After an influenza infection, the nose recruits immune cells with long memories to keep watch for the virus, research with mice suggests.
For the first time, this type of immune cell — known as tissue resident memory T cells — has been found in the nose, researchers report June 2 in Science Immunology. Such nasal resident memory T cells may prevent flu from recurring. Future nasal spray vaccines that boost the number of these T cells in the nose might be an improvement over current flu shots, researchers say.
It’s known that some T cell sentinels take up residence in specific tissues, including the brain, liver, intestines, skin and lungs. In most of these tissues, the resident memory T cells start patrolling after a localized infection. “They’re basically sitting there waiting in case you get infected with that pathogen again,” says Linda Wakim, an immunologist at the University of Melbourne in Australia. If a previous virus invades again, the T cells can quickly kill infected cells and make chemical signals, called cytokines, to call in other immune cells for reinforcement. These T cells can persist for years in most tissues.
It’s different in the lungs. There, resident memory T cells have shorter-term memories than ones that reside in other tissues, scientists have previously found. To see if all tissues in the respiratory tract have similarly forgetful immune cells, Wakim and colleagues tagged immune cells in mice and sprayed flu virus in the rodents’ noses.
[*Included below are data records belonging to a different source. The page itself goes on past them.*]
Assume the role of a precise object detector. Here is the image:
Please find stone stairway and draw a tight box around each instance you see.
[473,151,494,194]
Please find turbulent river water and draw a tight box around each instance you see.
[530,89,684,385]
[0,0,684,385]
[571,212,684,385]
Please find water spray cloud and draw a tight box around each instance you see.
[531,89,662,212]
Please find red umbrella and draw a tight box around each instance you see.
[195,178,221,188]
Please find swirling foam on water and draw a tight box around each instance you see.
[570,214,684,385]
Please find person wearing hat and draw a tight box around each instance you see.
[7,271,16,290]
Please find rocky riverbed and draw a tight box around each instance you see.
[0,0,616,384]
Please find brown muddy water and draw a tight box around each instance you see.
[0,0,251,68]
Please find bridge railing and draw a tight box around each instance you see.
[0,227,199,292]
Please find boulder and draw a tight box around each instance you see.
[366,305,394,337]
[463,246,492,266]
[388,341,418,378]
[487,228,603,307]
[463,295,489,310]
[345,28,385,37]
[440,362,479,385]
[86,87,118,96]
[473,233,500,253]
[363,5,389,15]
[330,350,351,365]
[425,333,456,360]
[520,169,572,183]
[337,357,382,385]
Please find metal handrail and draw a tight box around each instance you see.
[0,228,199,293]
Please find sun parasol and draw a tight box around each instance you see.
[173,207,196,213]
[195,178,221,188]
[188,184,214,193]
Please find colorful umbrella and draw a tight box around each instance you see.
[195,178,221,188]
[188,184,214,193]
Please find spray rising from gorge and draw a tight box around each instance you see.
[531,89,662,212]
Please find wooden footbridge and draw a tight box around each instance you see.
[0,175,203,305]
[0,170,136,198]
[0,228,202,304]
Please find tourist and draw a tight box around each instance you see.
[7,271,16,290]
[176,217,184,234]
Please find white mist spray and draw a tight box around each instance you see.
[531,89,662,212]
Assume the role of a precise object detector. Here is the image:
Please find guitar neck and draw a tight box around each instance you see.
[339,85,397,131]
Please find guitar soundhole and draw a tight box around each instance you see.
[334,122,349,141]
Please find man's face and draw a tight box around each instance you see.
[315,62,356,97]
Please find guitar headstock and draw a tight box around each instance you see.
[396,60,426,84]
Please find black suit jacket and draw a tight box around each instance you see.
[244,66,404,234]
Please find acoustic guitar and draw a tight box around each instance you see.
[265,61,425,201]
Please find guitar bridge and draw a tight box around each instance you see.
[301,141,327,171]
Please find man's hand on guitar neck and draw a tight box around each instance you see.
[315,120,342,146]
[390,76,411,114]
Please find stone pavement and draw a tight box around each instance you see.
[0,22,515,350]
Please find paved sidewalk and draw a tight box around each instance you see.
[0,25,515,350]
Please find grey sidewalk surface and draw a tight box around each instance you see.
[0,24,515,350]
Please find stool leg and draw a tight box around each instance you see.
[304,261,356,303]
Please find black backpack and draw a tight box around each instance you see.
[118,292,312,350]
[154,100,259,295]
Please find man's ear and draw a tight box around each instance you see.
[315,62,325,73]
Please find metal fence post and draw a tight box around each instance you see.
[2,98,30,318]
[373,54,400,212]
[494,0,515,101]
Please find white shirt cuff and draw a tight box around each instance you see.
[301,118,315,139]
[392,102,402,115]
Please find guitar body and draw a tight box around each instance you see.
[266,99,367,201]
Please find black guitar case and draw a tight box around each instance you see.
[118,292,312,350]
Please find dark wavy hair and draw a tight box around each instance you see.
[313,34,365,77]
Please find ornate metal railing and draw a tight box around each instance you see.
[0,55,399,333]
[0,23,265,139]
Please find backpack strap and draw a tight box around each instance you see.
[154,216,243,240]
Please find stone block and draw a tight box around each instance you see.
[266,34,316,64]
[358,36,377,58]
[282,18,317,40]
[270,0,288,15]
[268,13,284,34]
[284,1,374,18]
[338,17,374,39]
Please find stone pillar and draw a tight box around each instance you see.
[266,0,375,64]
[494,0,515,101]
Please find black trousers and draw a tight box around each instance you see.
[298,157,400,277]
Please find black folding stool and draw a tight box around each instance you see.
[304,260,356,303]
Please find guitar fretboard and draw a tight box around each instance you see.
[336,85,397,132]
After infection, resident memory T cells settled into the nasal tissue. The researchers haven’t yet dissected any human noses, but it’s a pretty good bet they also contain resident memory T cells, Wakim says.
A. PIZZOLLA ET AL/ SCIENCE IMMUNOLOGY 2017
Unlike in the lungs, the nose T cells had long memories, persisting for a least a year. “For mice, that’s quite a long time, almost a third of their life,” Wakim says. She doesn’t yet know why there’s a difference between nose and lung T cell memories, but finding out may enable researchers to boost lung T cell memory.
Still, with nose T cells providing security, the lungs might not need much flu-fighting memory. Memory T cells that patrol only the upper respiratory tract could stop viruses from ever reaching the lungs, Wakim’s team found. An injection of virus under the skin didn’t produce any resident memory T cells in the respiratory tract. Those findings could mean that vaccines delivered via nasal spray instead of shots might stimulate memory T cell growth in the nose and could protect lungs from damage as well. A nasal spray called FluMist has had variable results in people. No one knows if that vaccine can produce nasal memory T cells.
It’s not surprising to find that the nose has its own resident memory T cell security force, says Troy Randall, a pulmonary immunologist at the University of Alabama at Birmingham. “But it’s a good thing to know and certainly they’re the first to show it.”
The discovery may direct some research away from the lungs and toward the nose, Randall says. Future research should focus on how the resident memory T cells work with memory B cells that produce antibodies against viruses and bacteria, he suggests.